Jeff Pedersen changes roles on football staff, remains as track coach


Athletic director Andy Hamilton will assume interim head coach duties for the football team until it finds a new head coach.

Eva Hill

Athletic director Andy Hamilton will assume interim head coach duties for the football team until it finds a new head coach.

Grinnell Athletics Director Andy Hamilton will be taking on the role of interim head football coach for the remainder of this season. Jeff Pedersen, the previous head coach of the Pioneer football team and a current assistant coach on the track and field team, will be focusing entirely on recruitment efforts for the remainder of the fall 2019 season. Next year, Pedersen will continue to coach track and field but will no longer coach football. The College is hoping to hire a new head coach by the end of this semester who will coach only football. 

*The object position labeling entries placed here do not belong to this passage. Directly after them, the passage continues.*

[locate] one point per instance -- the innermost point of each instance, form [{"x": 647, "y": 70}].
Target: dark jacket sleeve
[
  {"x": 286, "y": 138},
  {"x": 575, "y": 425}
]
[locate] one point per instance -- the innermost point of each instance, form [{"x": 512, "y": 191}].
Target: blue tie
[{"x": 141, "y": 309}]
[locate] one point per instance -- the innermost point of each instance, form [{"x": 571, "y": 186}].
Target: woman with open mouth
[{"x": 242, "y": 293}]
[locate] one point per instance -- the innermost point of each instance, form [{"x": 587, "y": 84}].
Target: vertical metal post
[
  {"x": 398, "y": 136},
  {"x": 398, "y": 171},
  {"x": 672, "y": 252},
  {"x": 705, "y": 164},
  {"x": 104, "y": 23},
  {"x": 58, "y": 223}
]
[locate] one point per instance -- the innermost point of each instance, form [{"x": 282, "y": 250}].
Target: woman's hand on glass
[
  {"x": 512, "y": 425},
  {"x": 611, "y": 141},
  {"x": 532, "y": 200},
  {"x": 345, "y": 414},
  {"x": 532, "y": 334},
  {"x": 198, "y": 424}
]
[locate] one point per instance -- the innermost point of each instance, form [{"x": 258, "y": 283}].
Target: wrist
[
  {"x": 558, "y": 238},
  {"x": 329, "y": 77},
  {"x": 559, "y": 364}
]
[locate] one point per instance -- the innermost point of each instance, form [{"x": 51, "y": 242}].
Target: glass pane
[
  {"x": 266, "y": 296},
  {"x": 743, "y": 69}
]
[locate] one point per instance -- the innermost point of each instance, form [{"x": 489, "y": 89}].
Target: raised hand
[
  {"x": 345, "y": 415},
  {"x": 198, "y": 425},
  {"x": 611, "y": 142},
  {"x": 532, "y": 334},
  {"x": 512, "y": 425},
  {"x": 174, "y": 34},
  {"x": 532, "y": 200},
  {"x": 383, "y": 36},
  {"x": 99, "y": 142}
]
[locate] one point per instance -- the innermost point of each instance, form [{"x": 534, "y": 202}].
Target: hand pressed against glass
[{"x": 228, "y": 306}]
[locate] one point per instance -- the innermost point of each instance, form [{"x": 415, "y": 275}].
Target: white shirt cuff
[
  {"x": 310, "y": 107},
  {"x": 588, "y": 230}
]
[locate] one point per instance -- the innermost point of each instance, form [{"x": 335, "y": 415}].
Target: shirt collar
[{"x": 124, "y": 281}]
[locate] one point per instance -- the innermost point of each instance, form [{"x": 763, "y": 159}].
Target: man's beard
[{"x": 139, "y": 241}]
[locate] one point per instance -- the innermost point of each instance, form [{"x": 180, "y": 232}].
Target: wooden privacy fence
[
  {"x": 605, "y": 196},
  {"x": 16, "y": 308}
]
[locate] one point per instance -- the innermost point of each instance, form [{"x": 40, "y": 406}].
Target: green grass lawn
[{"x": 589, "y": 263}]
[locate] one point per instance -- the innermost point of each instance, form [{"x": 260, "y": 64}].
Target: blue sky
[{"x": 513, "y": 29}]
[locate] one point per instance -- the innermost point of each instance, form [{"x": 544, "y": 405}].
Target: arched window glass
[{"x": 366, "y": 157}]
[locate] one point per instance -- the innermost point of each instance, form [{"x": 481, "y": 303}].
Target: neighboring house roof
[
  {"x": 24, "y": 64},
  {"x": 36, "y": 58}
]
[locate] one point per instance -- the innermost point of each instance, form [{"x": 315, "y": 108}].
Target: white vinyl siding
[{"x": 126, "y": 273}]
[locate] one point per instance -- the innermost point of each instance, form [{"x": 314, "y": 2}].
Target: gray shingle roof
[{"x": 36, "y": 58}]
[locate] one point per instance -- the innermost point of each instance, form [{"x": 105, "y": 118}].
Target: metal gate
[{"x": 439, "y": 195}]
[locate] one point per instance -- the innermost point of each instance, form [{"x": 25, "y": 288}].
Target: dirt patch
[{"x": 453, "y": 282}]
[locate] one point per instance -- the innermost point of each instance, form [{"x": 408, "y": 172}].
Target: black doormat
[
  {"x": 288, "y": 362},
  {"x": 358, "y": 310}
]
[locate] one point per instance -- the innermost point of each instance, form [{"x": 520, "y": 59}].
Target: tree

Pedersen is a College faculty member who teaches four credits per year in addition to his coaching duties. Although he is no longer head coach of the football team and will not recruit football players next fall and onward, he will continue his recruitment work for the remainder of this season. Pedersen wrote in an email to The S&B, “I’m continuing to recruit this class because the rest of the staff and I have invested so much time and effort into it already, and because it’s critical that we put together a strong class.” The new coaching position will be a staff position rather than a faculty one, meaning that there will be “greater flexibility with their job description,” according to Pedersen.  

The College made an official announcement of the leadership change on Wednesday, October 16. Hamilton said that the change “was an informed decision that Coach Pedersen was involved with.” On the timing of the announcement, Pederson said, “The idea was that if we waited until after fall break, we could lose some recruitment opportunities—about two weeks of recruiting, which is pretty significant. We were going to have our assistant coaches out on the road doing recruiting during fall break, so we wanted to be able to have a consistent message to our recruits.”  

Incoming-student recruitment is generally important to collegiate sports teams, but it’s especially critical for Grinnell football this year. The Grinnell team made a historic decision to cancel their season after playing three out of 10 games this semester, when the combination of a small initial roster and a high number of injuries left just 28 active players to go up against Midwest Conference DIII powerhouse St. Norbert College in their next game. Concerned that more injuries would be inevitable, the team voted to withdraw from competition to protect players’ safety.   

 Recruitment is a time-consuming process that can take more than a year, starting with the identification of promising players and ending with those players committing to Grinnell. Pedersen said that the College communicates with its intended recruits through a variety of media in order to build personal relationships with them.  

Pedersen wrote, “Depending upon when [prospective student athletes] apply, this is a 12-18 month process, with no off-season.  With the cancellation of the season and the change in my position, some folks assume that we are now able to begin our recruiting two months early.  The reality is that we’ve had some things taken off our plate, which allows us to focus more attention on recruiting than we normally would at this time of year, but we’ve already put in a significant amount of work towards this class.”  

 The athletic department is hoping to bring in around 20 new players with the class of 2024 in order to prevent the problem from repeating itself. A 20-person addition to the team would bring the roster to over 50 students—according to Hamilton, that’s only happened six times in the past 30 years.  

 Also important to the team’s continued success is the return of most or all of the team’s current first-, second-, and third-year members. After the team withdrew from competition this season, the NCAA decided that the cancellation had not caused Grinnell football to enter the off-season, meaning that players and coaches can continue to practice even though the team isn’t currently playing other schools. According to assistant coach Tim Hollibaugh, the team continues to meet for two days each week, avoiding full-contact practice in order to keep players from getting injured. Hollibaugh thinks that the team environment has been “extremely positive.” Even after the cancellation, he says, “There’s a sense of energy that is definitely positive. The effort’s still the same.”  

 Hamilton expects that team member turnover will be minimal for next season.